Die Quittung an die SPD für Stuttgart 21 frisch ausgeschrieben: Im bevölkerungsreichsten Stadtteil von Stuttgart fällt die Zahl der Erststimmen der SPD von 41,1 % auf 16,9 % (in Worten; 2005: einundvierzig komma sechs, 2009: sechszehn komma neun)."

25 gute Gründe für K 21

Die in der Werbeschrift der Stadt genannten Vorteile (21 gute Gründe für Stuttgart 21) halten kritischer Prüfung im Vergleich mit Kopfbahnhof 21 zumeist nicht stand. Bitte die „25 guten Gründe für das Alternativmodell Kopfbahnhof 21“ ebenso kritisch betrachten.

Wer mir einen entsprechenden
Kommentar sendet sei versichert, dass ich diesen in die Liste aufnehmen werde, anonym oder mit Namensnennung. Auch eine Erweiterung der Liste ist denkbar.
Ich freue mich auf Ihre Kommentare.

Selbstzerstörung

Prof. Ostertag zum Pressetermin:
"Das wäre kultureller, städtebaulicher Kannibalismus. Es gibt ein Bürgerrecht auf Geschichte. Es wäre ein gigantischer, nicht wieder gut zu machender Schwabenstreich, den sich Politiker des Bundes, des Landes, der Stadt und eindimensionale Planer und Techniker ausgedacht haben.

Stuttgart muss sich wieder auf seinen Ursprung, auf seine in seinem Namen enthaltenen Verpflichtungen besinnen, auf seine viel besungene Lage, seinen Schatz von Parks und Gärten, Kulturgut ersten Ranges..."

Notar 21

Eine interessante Variante zu S21 und K21 wurde in den StN vorgestellt.
"Das Problem der Stuttgart-21- Gegner ist, dass ihr Konzept Kopfbahnhof K 21 den ICE-Anschluss zu Messe und Flughafen vernachlässigt", erklärt Ehmann.

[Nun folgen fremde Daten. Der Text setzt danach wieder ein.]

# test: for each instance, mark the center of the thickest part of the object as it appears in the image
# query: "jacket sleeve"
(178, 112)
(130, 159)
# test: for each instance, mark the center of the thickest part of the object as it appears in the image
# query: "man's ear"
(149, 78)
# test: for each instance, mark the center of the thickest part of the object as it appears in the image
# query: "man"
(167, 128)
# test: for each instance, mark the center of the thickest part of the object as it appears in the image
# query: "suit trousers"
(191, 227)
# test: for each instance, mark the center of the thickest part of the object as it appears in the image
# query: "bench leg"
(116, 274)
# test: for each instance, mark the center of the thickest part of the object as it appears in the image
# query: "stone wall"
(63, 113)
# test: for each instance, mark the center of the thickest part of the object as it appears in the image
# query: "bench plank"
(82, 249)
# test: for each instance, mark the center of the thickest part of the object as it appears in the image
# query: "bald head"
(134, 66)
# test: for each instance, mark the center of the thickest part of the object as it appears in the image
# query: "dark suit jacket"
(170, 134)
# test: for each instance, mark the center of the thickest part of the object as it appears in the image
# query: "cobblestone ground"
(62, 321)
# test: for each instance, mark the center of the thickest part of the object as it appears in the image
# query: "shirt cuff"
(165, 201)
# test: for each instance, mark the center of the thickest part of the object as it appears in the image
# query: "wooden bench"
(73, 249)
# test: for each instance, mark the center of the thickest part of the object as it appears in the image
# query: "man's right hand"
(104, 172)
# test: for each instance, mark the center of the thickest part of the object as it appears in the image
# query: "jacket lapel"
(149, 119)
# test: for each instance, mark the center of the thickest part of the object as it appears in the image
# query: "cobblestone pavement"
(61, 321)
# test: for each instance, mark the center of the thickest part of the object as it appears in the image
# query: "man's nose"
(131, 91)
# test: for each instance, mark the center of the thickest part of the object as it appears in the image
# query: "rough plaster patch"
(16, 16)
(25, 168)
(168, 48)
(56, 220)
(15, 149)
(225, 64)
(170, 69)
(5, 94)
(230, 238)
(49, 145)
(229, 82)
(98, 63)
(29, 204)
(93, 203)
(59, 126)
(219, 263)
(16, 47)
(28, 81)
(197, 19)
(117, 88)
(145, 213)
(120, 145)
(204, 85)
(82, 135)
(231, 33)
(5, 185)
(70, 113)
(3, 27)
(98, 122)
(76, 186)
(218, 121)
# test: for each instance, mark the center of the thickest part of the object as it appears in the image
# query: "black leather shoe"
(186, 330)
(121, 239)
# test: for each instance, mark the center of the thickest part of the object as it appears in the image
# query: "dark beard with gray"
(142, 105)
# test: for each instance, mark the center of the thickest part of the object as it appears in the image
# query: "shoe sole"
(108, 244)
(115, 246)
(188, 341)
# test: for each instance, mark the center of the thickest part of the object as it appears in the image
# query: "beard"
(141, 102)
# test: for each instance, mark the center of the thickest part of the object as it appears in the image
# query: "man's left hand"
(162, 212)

Richtig, aber das ist auch nicht so wichtig. S.B. in einem Leserkommentar: "Mir ist die Sache mit der Flughafenanbindung eher ein Ärgernis. Die Bonzen und Betuchten nehmen Dienstwagen und Taxi und das Normalvolk ist mit der S-Bahn gut bedient. Messe und Flughafen sind auch ein Feigenblatt, so scheint es, um S21 durchzudrücken. Auch mit K21 gibt es die Flughafenanbindung mit Ringverkehr, wenn man das investieren will."

ausgeklammert

Gestern war eine Info-Veranstaltung zu Stuttgart 21 und Kopfbahnhof 21 im Saal der Markuskirche, eingeladen hatte die evang. Kirchengemeinde mit anschließendem Empfang und Kürbissuppe.

Zuerst referierte vor vollem Saal der S-21-Planer Poethke, dann BUND-Pfeifer zum Konzept Kopfbahnhof 21, schließlich noch Bahnhofsretter Roser, alles eindrucksvoll und mit Beamer sprechend unterstützt.

Was aber überhaupt nicht zur Sprache kam, war die Problematik der Tunnelfahrten bei S 21 im Hinblick auf die fehlende Sicht auf Stuttgart. Wie kann man diesen Faktor der Reisequalität auch messen, jedenfalls nicht als Kostenfaktor. Die spektakulären Aussichten auf Stuttgart, egal aus welcher Richtung werden bei „Maulwurf 21“ gecancelt, ausradiert, vernichtet.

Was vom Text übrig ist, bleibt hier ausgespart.